When the adopted Warringtonian moves on at the end of the season – to allow for incoming head coach Daryl Powell’s own backroom team – he will have given The Wire 24½ years of incredible service.
In terms of unbroken duty in the club’s history, only Parry Gordon comes close to that in a playing-coaching capacity.
Nobody devotes time, energy and commitment like that without earning lifelong friends and admiration, meaning the former Wire captain will be sorely missed.
> How the news of Lee Briers' Warrington Wolves departure was broken
The place will seem strange without a man whose game intelligence and mercurial talents have been a beating heart of the club since the second season of Super League when newly arrived head coach Darryl Van de Velde sought a ‘general’ for his struggling team.

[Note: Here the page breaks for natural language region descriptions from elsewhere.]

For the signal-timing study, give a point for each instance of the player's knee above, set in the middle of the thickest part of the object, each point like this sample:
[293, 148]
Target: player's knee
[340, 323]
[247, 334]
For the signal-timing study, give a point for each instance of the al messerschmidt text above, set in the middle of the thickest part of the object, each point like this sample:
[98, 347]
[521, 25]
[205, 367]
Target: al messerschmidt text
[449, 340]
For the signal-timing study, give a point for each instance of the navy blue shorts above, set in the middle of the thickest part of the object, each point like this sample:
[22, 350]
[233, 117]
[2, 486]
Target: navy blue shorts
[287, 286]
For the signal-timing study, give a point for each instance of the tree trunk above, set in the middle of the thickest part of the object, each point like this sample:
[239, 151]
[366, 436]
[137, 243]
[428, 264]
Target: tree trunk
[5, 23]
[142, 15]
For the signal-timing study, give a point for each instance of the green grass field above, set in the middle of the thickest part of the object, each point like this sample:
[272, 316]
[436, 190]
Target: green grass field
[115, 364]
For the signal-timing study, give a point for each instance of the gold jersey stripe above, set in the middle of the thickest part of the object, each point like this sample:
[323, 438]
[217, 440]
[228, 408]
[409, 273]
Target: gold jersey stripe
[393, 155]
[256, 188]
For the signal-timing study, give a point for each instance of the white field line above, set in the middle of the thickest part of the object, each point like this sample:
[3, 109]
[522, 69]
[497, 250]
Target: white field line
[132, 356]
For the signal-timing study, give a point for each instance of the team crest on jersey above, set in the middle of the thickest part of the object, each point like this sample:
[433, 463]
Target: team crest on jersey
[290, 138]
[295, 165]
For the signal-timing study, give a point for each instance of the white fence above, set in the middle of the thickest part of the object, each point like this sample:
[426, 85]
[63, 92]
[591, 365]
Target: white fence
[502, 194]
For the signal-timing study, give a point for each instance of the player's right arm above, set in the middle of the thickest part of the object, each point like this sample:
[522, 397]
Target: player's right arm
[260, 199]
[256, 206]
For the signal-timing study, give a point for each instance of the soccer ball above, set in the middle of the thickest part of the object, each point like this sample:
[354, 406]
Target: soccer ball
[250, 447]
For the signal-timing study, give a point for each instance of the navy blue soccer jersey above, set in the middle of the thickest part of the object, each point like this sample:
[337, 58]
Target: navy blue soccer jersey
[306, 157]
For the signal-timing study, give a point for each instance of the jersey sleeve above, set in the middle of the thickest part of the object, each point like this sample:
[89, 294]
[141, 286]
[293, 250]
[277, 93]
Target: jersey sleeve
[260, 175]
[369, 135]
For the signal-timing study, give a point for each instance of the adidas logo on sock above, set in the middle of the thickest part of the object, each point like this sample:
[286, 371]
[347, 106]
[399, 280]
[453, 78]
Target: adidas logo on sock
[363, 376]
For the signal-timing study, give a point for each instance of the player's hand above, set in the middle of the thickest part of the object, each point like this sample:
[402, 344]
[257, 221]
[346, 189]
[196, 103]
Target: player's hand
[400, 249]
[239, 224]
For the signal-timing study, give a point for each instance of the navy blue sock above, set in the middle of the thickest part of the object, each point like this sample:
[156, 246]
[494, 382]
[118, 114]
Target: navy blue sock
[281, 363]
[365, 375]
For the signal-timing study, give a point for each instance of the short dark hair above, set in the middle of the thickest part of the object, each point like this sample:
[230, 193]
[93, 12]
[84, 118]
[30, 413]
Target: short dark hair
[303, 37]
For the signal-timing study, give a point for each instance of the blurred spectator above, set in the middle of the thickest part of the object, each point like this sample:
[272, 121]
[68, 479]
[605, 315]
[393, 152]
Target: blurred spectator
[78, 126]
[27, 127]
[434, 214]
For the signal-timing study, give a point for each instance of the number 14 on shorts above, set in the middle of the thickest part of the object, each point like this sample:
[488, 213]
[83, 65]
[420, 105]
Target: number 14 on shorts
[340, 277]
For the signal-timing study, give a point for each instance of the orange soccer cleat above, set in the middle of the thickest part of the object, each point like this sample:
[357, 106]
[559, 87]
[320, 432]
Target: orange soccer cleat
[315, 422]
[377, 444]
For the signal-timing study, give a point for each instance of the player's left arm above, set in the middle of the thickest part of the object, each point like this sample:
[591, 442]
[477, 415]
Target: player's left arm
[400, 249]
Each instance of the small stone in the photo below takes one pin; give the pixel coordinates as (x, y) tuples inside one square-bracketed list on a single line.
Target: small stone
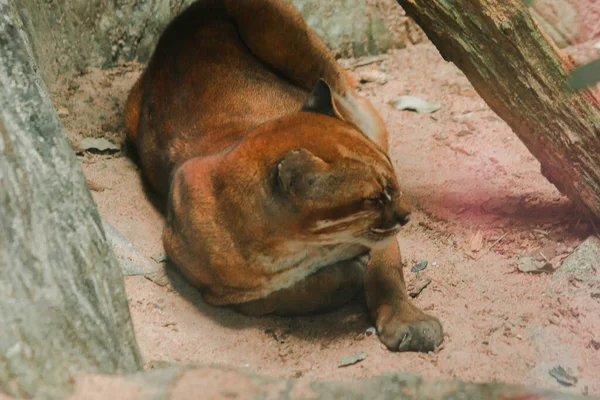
[(62, 112), (476, 242), (465, 132), (416, 287), (582, 263), (353, 359), (531, 265), (373, 75), (554, 319), (562, 376)]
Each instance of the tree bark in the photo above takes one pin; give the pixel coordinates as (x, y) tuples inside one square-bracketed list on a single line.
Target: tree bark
[(63, 309), (523, 77)]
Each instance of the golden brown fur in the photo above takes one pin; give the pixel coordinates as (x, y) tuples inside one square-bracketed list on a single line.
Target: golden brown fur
[(281, 196)]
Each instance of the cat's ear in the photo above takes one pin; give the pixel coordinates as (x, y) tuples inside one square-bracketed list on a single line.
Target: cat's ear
[(321, 101), (301, 174)]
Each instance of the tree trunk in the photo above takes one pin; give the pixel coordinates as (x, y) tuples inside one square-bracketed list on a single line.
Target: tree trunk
[(523, 77), (63, 309)]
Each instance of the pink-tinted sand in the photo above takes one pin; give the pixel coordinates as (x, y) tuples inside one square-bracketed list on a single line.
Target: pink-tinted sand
[(475, 185)]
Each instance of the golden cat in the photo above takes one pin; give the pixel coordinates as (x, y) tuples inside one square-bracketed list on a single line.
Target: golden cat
[(281, 197)]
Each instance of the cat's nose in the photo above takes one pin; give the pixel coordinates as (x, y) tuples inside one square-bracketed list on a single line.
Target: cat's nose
[(402, 217)]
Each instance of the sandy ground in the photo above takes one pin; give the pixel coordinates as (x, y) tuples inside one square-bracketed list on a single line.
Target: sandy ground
[(481, 205)]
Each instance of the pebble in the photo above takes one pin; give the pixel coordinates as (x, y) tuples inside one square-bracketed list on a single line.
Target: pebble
[(562, 376)]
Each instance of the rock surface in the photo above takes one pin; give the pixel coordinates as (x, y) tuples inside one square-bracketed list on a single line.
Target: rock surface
[(72, 35), (63, 309)]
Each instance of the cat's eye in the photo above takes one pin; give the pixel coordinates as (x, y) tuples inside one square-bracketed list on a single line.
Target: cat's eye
[(375, 200)]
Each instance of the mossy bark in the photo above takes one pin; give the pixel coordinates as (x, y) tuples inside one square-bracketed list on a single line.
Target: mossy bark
[(522, 76)]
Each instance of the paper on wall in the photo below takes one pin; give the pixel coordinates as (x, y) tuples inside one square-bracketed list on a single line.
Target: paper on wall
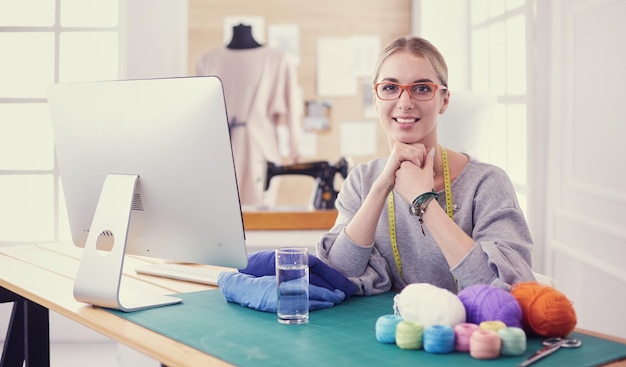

That shy 17-year-old half-back who carried the weight of a town’s expectation on his shoulders from the day he arrived for a £65,000 fee, has come a long way since – even barking orders at the likes of hard-man Adrian Morley on the way to three Challenge Cup Final glory days much cherished by all of a primrose and blue persuasion.
He has grown with the club. And the club, at rock bottom in the early 2000s, has grown with him.
When the multiple club record holder’s playing days were prematurely ended by injury in 2013, there was an outcry that a role must be found for a man of such knowledge who was once dubbed ‘the spiritual leader of the club’ by another Warrington legend, former head coach Paul Cullen.
Initially as coach to the Academy side and then as an assistant to the first team, he has been a part of a group that has won a League Leaders’ Shield (2016) and Challenge Cup (2019) as well as reaching four other major finals.
Thank you for all the memories so far, Briersy!
> What Lee Briers says about his impending Warrington Wolves exit
If Saints had realised the world-class talent they were letting go, they surely never would have done so.
Very few had or have the ability to read game situations like him, and have the ability to exploit them. The fact that he was not handed more Great Britain caps or a Man of Steel honour feels criminal now.
It is inconceivable to think another of Wire’s ex-head coaches, Steve Anderson, wanted to sell a player who can rightly be considered an all-time great of the game.
Cullen could see that to bring the best out of Briers, you built the team around him. And Tony Smith benefitted by doing the same.
Many said the Wire players should be aiming to send out his departing boss Steve Price on a high. The bowing out of Briersy should multiply that motivation tenfold while we also look forward excitedly to the changing of the guard in 2022.